First suppose that $X_1,...,X_t$ are IID random variables and $P(X_1=1)=p, P(X_1=-1)=1-p=q$ for $p\in (0,1)$, then $S_t=X_1+...+X_t, S_0=0$ is the simple random walk. I have two questions:
(1) Why are $A_t=(\frac{q}{p})^{S_t}$ and $N_t=S_t-E[S_t]$ martingales w.r.t to filtration $\sigma(X_1,...,X_t)$?

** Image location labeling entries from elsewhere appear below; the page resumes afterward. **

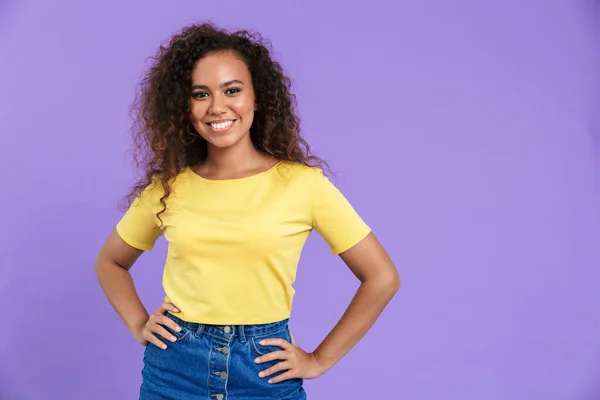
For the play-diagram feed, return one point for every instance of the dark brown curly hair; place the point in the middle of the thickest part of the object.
(165, 140)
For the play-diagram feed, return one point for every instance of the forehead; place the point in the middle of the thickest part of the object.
(215, 68)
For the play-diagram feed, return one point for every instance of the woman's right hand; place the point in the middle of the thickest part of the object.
(153, 330)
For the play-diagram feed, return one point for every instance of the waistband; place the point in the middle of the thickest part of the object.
(227, 332)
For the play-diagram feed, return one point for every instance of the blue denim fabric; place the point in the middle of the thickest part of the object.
(209, 362)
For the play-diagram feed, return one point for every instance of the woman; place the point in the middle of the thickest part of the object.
(234, 189)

I make the standard approach: $E[A_{t+1}|F_t]=E[(\frac{q}{p})^{S_t}(\frac{q}{p})^{X_{t+1}}| F_t]=(\frac{q}{p})^{S_t}E[(\frac{q}{p})^{X_{t+1}}| F_t]$ Why should tthe last term be 1?
$E[N_{t+1}|F_t]=S_t-E[E[S_{t+1}]|F_t]$. Using tower property does not lead us to $E[E[S_{t+1}]|F_t]=E[S_t]$
(2) Why is the martingale $S^\tau$ not converging in $L^1$ where $\tau=\inf_\{t\in\mathbb Z^+: S_t=0\}$ is a stopping time? In this case we assume that that $S_0=1$
I have no idea here.
(1) By independence, \begin{equation*} E\Bigg[\bigg(\frac{q}{p}\biggr)^{X_{t+1}}\Bigg|\mathscr{F}_t\Biggr]=E\Bigg[\bigg(\frac{q}{p}\biggr)^{X_{t+1}}\Biggr]=\bigg(\frac{q}{p}\biggr)p+\bigg(\frac{q}{p}\biggr)^{-1}q=p+q=1. \end{equation*} Also, $E[E[S_{t+1}]|\mathscr{F}_t]=E[S_{t+1}]$ simply because $E[S_{t+1}]$ is a constant. Now \begin{align*} E[N_{t+1}|\mathscr{F}_t]&=E[S_{t+1}|\mathscr{F}_t]-E[E[S_{t+1}]|\mathscr{F}_t]\\ &= E[S_t+X_{t+1}|\mathscr{F}_t]-E[S_{t+1}]\\ &=E[S_t|\mathscr{F}_t]+E[X_{t+1}|\mathscr{F}_t]-E[S_{t+1}]\\ &=S_t+E[X_{t+1}]-E[S_t]-E[X_{t+1}]\\ &=N_t, \end{align*} the fourth equality because $S_t$ is $\mathscr{F}_t$-measurable, and so $E[S_t|\mathscr{F}_t]=S_t$, and because $X_{t+1}$ is independent of $\mathscr{F}_t$, and so $E[X_{t+1}|\mathscr{F}_t]=E[X_{t+1}]$.
As to the second question, I do not understand what you mean. If $\tau$ is a stopping time, $S_{\tau}$ is merely a random variable not a sequence, so what should converge in $L^1$?